5. What role do dreams play in American Gods? What are some of Shadow’s more vivid and unusual dreams? Why does the Buffalo Man tell him in a dream to “believe everything”?
6. The narrator, discussing how we relate to the suffering of others, writes that “Fiction allows us to slide into these other heads, these other places, and look out thorough other eyes. And then in the tale we stop before we die, or we die vicariously and unharmed, and in the world beyond the tale we turn the page and close the book, and we resume our lives.” What does American Gods reveal by letting readers see through the eyes of a collection of down-at-heel and nearly forgotten divinities? What vicarious deaths does it allow us to experience?

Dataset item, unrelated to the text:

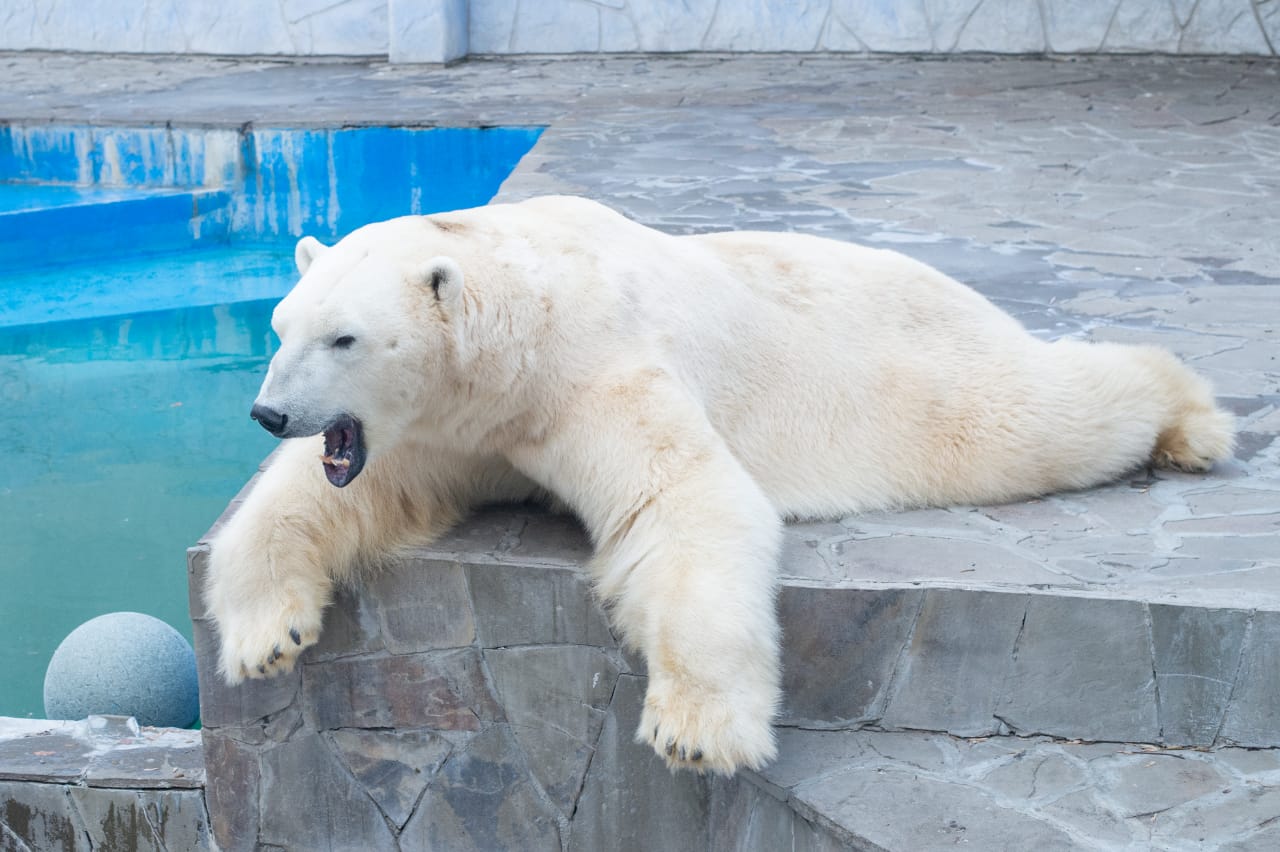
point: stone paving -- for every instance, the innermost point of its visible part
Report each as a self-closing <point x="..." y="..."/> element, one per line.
<point x="1110" y="198"/>
<point x="924" y="791"/>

7. After shortchanging a waitress, Wednesday tells Shadow that the American people “don’t sacrifice rams or bulls to me. They don’t send me the souls of killers and slaves, gallows-hung and raven-picked. They made me. They forgot me. Now I take a little back from them. Isn’t that fair?” What are the implications of a god like Odin becoming, essentially, a con-man? What is the biggest con he tries to pull off in the novel?
8. What do the old gods need to stay alive and vital? What means do they use to get what they need? What is Gaiman suggesting about the nature of divinity, sacrifice, and devotion?
9. Late in the novel, the narrator says that “Religions are, by definition, metaphors…. Religions are places to stand and look and act, vantage points from which to view the world.” Would you agree with this assertion? What are the gods in American Gods metaphors for? What is the difference between a world view based on worship, sacrifice, and belief in the divine and a world view based on the accumulation of material wealth and comfort?
10. Who are some of the more colorful and vividly drawn secondary characters—human and divine—in the novel? What do they add to the overall impression of the book? How do they affect Shadow?
11. What does the novel imply about the reality of life in small-town America? What darker truth lies behind the pleasant idyll of Lakewood, Wisconsin?
12. At the end of the novel, Shadow thinks to himself: “People believe…. People populate the darkness; with ghosts, with gods, with electrons, with tales. People imagine and people believe: and it is that belief, that rock-solid belief, that makes things happen.” Would you agree that what people believe in are largely projections of their own needs and desires? In what ways does the novel itself confirm or refute this idea?